Downloadable video: there’s a small sized downloadable version of this drill at the bottom of this page.
Coach Credit
Chris Jeffries, Olympian and High Performance Director of one of Canada’s National Training Centres, is one of the three founding coaches of XC Ski Nation.
Transcript:
Today’ drill is going to be one pole offset. In theory we can do one pole everything: one pole one skate, one pole two skate. Those are all technically drills. But the one we’ve chosen today is one pole offset.
What I like about using one pole is you have to use a little bit…you have to use one pole to help leverage yourself up the hill, but you don’t have that pole as a crutch on your other side.
0:32
So it’s basically like taking a legs only drill, but giving yourself a little bit of an aid. So we’re still able to focus on how we move our lower body independently of our upper body with a little bit of an aid.
And then, too, on the opposite side, I like being able to use it on my high side because it helps you to get over here a little bit more. And then without the pole we still have to be very active in our non-poling leg, which is the leg we really need to key on being active with.
I’m just going to spin back down the hill here, then we’ll come up a few times, give it a try, and then talk through a few working points.
1:08 ski demo
1:38
So in the intro, one of the things I mentioned was that you have to be really active with your non-poling leg, with this one pole drill.
So, if you’re not doing…say you have no poles in my hand, I can kind of get away with not quite coming all the way to my full – so I have my right pole, so my right side is my dominant side- without a pole in my hand I can kind of stay stuck a little more in the middle and not really notice it.
2:10 But if I put my pole in my hand and I kind of stay stuck here, like, my pole is out here. I can’t really use it. So in offset we still need to be able to get our weight over enough to this side in order to be active with this pole.
But when you don’t have a pole on this side here you’re fully reliant on the activity of this non-poling leg to get you up there. So you have to be very dynamic.
2:37
And when we talk about Offset, that’s the thing that really differentiates Offset, say from One Skate where, in One Skate the power comes from how you drive over top of the ski, whereas in Offset, we’re poling on one side, so we’re going to come down here, we need to be extremely active on the outside edge of that push in order to be able to get us up back over here.
3:02
So with this drill, the biggest thing that you’re able to work on is being really active and snappy in your non-poling leg. And then at the same time, again, like, really key on the postural position. You only have one pole so when you come over here you can’t fall off on one side, you have to stay much more structurally rigid.
3:26
So, I’d say those are the 2 big things. Again, like, whenever you’re doing a technique drill, all the same principles apply to offset. Stay focussed on your feet, how they’re gliding, but more importantly with this drill here, really key on the activity of that non-poling leg.
3:45
(Kim) One thing I think might happen with this drill for some people is if they’re jumping off that non-dominant leg but they’re kind of rolling off their toes, so if their ski isn’t in a very wide V-shape and it’s more pointing up the hill and they roll off the toe then the front of the ski is going to dive down.
4:08
(Chris) Yeah.

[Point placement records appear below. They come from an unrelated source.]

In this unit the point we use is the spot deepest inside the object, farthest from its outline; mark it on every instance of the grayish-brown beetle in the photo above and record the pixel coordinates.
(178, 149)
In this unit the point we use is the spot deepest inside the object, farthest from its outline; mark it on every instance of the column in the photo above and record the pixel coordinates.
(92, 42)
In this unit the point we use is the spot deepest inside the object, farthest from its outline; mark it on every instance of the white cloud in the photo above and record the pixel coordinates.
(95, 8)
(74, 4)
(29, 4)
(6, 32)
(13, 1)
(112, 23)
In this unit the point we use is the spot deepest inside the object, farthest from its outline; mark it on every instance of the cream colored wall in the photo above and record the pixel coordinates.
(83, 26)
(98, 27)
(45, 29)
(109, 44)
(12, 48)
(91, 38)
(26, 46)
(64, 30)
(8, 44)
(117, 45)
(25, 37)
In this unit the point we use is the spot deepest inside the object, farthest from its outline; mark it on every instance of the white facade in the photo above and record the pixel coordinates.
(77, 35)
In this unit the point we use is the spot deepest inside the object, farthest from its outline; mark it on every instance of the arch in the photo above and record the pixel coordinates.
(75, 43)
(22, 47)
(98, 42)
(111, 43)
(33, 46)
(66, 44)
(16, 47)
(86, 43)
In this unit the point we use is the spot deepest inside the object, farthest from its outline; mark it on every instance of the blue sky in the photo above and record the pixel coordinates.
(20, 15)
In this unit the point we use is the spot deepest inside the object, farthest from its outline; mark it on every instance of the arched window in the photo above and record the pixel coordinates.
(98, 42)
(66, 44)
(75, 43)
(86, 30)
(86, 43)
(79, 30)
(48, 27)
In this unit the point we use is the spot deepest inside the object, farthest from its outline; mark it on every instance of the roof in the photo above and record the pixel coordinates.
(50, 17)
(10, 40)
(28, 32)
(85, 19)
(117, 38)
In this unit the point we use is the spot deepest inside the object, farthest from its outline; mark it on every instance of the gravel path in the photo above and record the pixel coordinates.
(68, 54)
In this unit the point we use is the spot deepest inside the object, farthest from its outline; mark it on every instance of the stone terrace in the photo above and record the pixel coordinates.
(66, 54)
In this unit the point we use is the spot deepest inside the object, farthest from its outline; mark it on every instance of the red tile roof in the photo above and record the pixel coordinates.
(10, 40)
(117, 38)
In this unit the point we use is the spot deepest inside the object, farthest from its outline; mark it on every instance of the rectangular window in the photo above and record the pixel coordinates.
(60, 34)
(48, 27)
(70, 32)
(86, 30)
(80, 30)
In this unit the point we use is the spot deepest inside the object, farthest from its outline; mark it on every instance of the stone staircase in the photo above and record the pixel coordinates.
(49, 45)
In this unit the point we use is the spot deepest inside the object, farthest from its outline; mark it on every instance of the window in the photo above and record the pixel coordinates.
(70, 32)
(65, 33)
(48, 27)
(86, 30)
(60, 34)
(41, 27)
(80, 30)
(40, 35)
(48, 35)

And that’s a classic… sort of… error with a lot of people when they get to Offset is they kind of get wide in the back where their tails are and it’s partly because they are trying to keep a bit of a more narrow V, but Offset’s about…as the terrain gets steeper, the V gets wider and so in Offset it’s really about having a pretty wide V.
4:33
As I talked about in our Offset [Explainer] video, you’re basically on your inside edge the entire time when you step off of that ski and step off of it. You’re never trying to work on a flat ski in your Offset.